Pangeran Gujong pun membawa Anna kembali ke masa dimana orang tuanya mengalami kejadian yang menyedihkan sampai seluruh kerajaan dipenuhi oleh tangis karena kehilangan anak perempuan mereka.

Flash Back.

Putri mahkota yang ditunggu oleh seluruh isi kerajaan Gyongje telah berusia empat bulan. Tapi, ia belum juga diberikan nama karena Raja Yeonggi belum menemukan nama yang cocok untuk Putri mahkotanya.

Kabarnya, kelahiranya akan membawa kemakmuran dan keuntungan bagi kerajaan Gyongje.

Hingga empat bulan berlalu, Raja Yeonggi pun lupa untuk membayar janji kepada seorang wanita tua yang dia anggap dewa penolong. Padahal, wanita tua itu adalah seorang penyihir yang sudah berani mencuri kehendak Dewa.

Di Paviliun Istana Timur.

Raja Yeonggi sangat bahagia menggendong bayinya. Tiba-tiba Ratu berkata, "Yang Mulia Raja, putri kita sudah berusia empat bulan, tapi kita belum membayar janji pada Dewa. Tidak seperti putri dari kerajaan Daeksu yang katanya sudah melunasi janjinya dua bulan yang lalu. Saya juga mendengar kalau putrinya tumbuh sehat dan sudah diberikan nama yang bagus. "

"Benarkah? Kenapa aku tidak mendengar apapun.
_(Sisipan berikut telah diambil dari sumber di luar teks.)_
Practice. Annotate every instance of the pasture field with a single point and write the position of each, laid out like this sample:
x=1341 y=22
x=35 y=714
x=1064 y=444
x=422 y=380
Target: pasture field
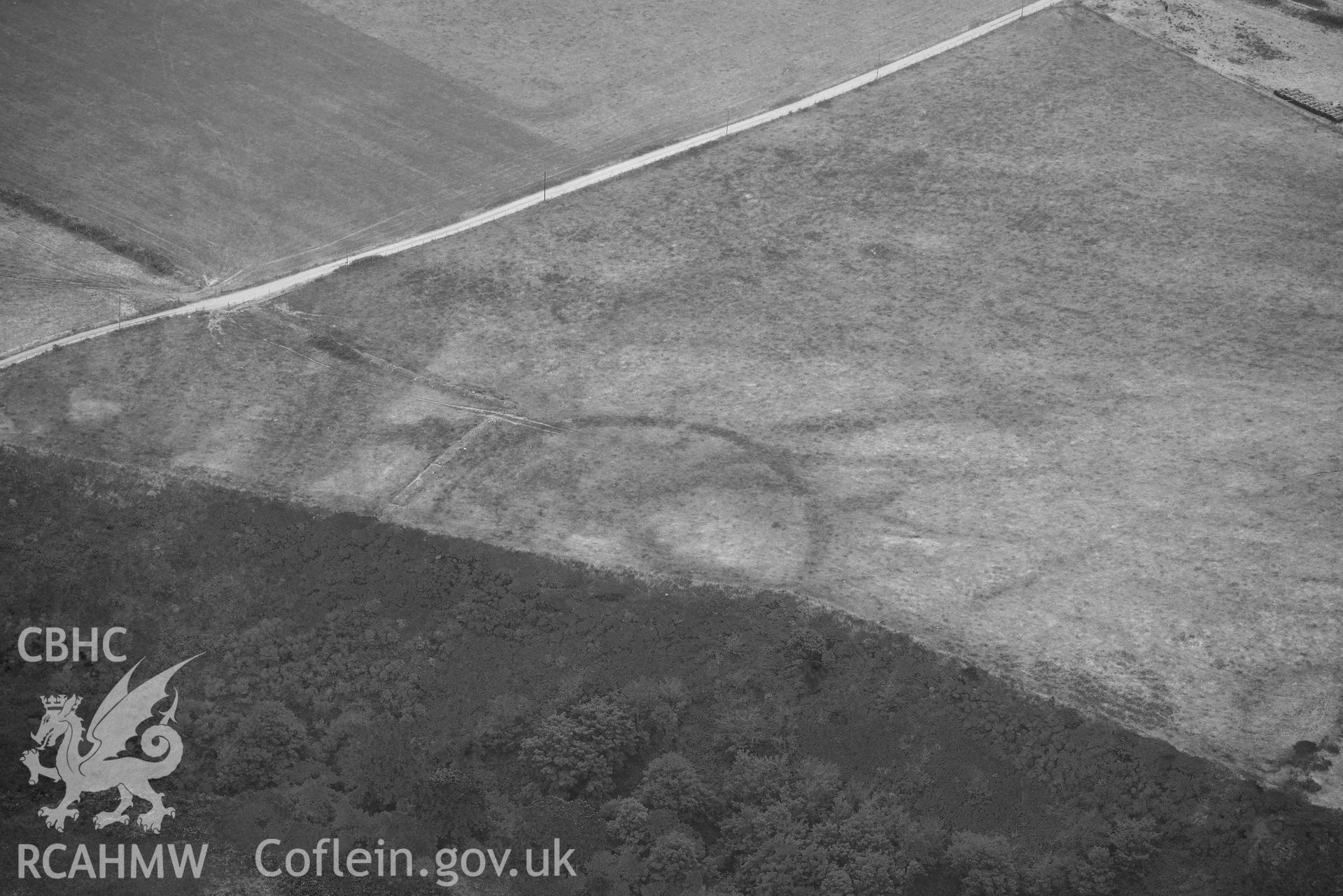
x=52 y=282
x=251 y=138
x=1029 y=352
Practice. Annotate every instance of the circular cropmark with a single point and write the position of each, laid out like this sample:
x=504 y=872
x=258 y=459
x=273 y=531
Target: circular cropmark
x=650 y=494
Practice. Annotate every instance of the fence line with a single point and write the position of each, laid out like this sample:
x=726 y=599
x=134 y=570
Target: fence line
x=295 y=280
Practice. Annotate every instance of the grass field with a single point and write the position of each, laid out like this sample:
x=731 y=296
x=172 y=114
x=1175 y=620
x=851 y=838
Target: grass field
x=384 y=656
x=251 y=138
x=57 y=282
x=1029 y=352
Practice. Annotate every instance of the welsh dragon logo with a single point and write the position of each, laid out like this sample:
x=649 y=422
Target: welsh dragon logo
x=101 y=766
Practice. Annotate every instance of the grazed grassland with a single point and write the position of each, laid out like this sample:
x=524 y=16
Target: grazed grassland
x=250 y=138
x=1030 y=352
x=52 y=282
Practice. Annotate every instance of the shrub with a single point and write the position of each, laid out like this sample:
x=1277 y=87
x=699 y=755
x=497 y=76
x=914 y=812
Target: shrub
x=985 y=863
x=456 y=805
x=755 y=781
x=675 y=858
x=656 y=706
x=266 y=745
x=578 y=751
x=628 y=821
x=672 y=782
x=508 y=718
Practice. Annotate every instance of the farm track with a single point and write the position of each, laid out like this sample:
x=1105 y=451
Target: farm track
x=280 y=286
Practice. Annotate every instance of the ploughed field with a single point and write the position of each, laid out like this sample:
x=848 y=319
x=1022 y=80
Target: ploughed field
x=250 y=138
x=1030 y=352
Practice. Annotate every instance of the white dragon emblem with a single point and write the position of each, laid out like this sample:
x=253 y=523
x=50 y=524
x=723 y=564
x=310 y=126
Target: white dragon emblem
x=102 y=766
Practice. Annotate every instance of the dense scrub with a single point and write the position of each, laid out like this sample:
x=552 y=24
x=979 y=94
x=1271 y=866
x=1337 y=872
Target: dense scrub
x=371 y=682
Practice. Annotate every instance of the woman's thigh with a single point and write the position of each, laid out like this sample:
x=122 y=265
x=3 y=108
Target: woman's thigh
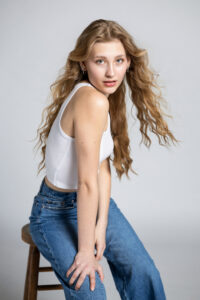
x=123 y=246
x=54 y=230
Lalu, , siapa nama anaknya? " tanya Raja Yeonggi dengan terkejut karena ia tidak dapat menyembunyikan kekagetannya.

"Namanya Putri Anna Lee. " jawab permaisuri.
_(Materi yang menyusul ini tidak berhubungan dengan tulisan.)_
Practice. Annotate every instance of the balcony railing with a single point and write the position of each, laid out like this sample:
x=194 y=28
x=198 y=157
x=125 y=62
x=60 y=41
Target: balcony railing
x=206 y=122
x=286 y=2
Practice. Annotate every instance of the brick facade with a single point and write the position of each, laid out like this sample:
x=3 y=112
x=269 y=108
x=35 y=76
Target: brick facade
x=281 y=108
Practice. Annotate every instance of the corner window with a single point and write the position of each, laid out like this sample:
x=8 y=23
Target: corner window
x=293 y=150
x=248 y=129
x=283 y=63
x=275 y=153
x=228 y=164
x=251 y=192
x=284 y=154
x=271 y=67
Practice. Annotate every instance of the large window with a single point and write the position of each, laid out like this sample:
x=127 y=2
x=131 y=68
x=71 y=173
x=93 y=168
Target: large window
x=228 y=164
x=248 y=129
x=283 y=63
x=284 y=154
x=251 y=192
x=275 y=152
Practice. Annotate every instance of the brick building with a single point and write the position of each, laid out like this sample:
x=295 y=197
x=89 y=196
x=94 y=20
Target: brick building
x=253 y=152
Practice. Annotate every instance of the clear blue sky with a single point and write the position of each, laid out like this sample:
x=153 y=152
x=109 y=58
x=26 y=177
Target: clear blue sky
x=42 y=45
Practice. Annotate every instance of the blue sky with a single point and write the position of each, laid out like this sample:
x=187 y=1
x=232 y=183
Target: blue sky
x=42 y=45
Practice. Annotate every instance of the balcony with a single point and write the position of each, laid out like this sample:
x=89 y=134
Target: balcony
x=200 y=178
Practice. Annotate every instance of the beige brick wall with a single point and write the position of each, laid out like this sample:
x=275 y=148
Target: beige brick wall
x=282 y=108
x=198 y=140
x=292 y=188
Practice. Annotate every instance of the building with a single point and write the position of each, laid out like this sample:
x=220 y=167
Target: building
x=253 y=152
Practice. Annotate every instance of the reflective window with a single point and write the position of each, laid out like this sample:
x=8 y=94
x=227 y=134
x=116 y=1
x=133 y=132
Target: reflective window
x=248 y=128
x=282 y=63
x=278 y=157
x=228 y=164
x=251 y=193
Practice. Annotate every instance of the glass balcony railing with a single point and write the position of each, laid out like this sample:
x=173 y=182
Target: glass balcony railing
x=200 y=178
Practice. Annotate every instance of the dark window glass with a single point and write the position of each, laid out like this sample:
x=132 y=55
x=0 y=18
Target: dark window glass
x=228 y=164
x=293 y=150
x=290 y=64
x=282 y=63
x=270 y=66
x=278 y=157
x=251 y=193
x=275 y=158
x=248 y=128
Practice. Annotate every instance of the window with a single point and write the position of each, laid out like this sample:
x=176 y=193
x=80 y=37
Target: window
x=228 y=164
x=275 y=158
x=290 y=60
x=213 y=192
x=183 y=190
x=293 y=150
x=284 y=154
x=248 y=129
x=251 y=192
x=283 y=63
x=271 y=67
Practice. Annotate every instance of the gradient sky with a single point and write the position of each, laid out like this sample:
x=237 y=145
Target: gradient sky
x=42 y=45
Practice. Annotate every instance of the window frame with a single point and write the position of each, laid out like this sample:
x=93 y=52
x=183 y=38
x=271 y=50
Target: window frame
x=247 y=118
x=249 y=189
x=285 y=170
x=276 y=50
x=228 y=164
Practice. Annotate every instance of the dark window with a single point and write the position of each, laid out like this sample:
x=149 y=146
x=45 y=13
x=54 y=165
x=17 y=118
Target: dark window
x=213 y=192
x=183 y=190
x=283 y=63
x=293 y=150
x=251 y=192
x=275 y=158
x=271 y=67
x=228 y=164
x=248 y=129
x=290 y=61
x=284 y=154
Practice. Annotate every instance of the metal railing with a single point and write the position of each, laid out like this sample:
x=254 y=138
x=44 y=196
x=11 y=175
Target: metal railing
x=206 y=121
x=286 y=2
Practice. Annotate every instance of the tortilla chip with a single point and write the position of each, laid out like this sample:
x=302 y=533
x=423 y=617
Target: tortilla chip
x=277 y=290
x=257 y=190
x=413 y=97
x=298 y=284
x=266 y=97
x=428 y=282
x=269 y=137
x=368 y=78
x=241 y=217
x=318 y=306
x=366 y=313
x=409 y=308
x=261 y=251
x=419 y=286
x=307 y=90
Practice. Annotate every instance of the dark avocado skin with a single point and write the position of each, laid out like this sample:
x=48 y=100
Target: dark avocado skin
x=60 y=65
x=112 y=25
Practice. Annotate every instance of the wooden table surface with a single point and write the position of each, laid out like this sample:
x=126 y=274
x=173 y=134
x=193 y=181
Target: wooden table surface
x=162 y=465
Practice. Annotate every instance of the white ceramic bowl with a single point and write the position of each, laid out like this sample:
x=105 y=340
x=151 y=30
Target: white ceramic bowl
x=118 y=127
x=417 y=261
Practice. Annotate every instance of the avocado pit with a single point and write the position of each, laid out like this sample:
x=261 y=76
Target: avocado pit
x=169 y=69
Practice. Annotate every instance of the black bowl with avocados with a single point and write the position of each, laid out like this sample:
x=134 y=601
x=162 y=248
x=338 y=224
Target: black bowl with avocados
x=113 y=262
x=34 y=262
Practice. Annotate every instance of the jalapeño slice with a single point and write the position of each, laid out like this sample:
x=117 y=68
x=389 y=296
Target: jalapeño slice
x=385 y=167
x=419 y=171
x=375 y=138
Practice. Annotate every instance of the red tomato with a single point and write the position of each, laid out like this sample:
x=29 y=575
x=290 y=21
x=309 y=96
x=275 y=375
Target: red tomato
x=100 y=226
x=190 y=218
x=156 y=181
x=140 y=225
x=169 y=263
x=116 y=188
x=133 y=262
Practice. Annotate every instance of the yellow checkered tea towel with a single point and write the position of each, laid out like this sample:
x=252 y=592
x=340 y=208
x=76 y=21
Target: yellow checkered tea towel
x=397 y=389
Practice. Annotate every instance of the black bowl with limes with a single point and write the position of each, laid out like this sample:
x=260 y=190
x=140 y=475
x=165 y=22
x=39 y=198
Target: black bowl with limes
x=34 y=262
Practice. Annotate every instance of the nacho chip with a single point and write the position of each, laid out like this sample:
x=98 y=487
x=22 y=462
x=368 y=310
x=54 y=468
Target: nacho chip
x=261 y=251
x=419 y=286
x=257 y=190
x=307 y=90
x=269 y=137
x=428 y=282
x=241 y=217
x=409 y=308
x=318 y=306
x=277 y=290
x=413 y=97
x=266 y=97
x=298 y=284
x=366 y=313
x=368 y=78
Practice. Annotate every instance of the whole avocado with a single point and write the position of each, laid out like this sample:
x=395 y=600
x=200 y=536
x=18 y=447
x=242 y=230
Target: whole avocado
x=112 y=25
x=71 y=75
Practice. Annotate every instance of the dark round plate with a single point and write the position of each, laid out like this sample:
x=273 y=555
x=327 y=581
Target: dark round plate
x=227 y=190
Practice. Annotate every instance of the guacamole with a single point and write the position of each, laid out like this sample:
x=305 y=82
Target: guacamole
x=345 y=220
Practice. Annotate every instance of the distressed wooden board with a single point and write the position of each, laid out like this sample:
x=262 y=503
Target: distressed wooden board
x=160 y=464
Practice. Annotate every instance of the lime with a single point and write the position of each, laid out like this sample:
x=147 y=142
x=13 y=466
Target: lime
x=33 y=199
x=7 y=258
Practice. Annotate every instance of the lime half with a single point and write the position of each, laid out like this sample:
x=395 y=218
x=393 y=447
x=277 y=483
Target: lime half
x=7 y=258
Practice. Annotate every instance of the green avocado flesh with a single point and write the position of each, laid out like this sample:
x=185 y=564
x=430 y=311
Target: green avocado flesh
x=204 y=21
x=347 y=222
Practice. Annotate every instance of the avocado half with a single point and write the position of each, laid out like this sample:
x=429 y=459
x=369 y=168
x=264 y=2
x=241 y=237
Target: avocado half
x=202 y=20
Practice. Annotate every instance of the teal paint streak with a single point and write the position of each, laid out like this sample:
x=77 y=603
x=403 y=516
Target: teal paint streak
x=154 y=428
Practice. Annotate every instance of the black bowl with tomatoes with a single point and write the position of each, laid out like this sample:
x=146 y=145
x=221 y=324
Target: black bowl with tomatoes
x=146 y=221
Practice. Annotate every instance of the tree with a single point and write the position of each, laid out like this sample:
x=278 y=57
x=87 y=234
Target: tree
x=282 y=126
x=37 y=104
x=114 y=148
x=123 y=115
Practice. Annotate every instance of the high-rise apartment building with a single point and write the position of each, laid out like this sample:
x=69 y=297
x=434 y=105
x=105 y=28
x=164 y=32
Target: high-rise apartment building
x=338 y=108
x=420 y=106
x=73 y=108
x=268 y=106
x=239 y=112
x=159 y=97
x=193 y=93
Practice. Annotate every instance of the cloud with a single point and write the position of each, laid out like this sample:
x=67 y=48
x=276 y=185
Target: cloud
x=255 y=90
"Oh Dewa, kenapa aku baru ingat sekarang kalau aku pernah mengucapkan janji di perbatasan Hutan Larangan. Tapi, hingga saat kini janji itu belum aku penuhi. Pantas saja aku tidak juga menemukan nama yang cocok buat putri mahkota. Sekarang bagaimana pendapatmu, Ratu?" tanya Raja Yeonggi kepada permaisurinya.
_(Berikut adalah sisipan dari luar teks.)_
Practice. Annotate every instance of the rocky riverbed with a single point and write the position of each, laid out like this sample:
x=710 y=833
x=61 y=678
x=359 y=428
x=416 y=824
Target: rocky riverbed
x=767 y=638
"Beberapa hari belakangan ini saya selalu bermimpi buruk. Oleh karena itu kita harus segera menunaikan janji yang pernah kita ucapkan, walaupun kita sudah terlambat. "

"Tenanglah wahai permaisuri ku karena tidak ada kata terlambat. Kita masih banyak waktu. Tidak baik melakukan sesuatu dengan terburu-buru,". Bantah Raja Yeonggi menenangkan perasaan istrinya.

"Bukan masalah terburu-buru yang mulia, tapi janji kita harus segera dipenuhi tepat pada waktunya, Bukankah kita sudah berjanji akan melunasinya setelah putri kita berusia dia bulan. Aku takut yang mulia, aku takut sesuatu melanda kita jika tidak segera menepati janji kita," ujar permaisuri dengan diliputi perasaan cemas.

"Percayalah, tidak akan pernah terjadi apa-apa pada kita. Bukankah anak kita adalah titipan Dewa?"

"Justru itu yang mulia... "

Belum selesai Ratu mengucapkan kata-katanya, tiba-tiba saja putri mahkota yang berada di gendongan Raja menangis.

Tangisan itu dibarengi dengan suara Raja yang berusaha menenangkan bayi yang ada dalam gendongannya itu.

"Cup ... Cup... Cup... sayang diamlah, Aduh sayangku mengapa tiba-tiba menjadi rewel? Diamlah puteriku yang cantik, diamlah sayang!" Suara permaisuri begitu lembut, tapi tangisan sang puteri terus menjadi-jadi, sehingga membuat suasana sedikit tegang.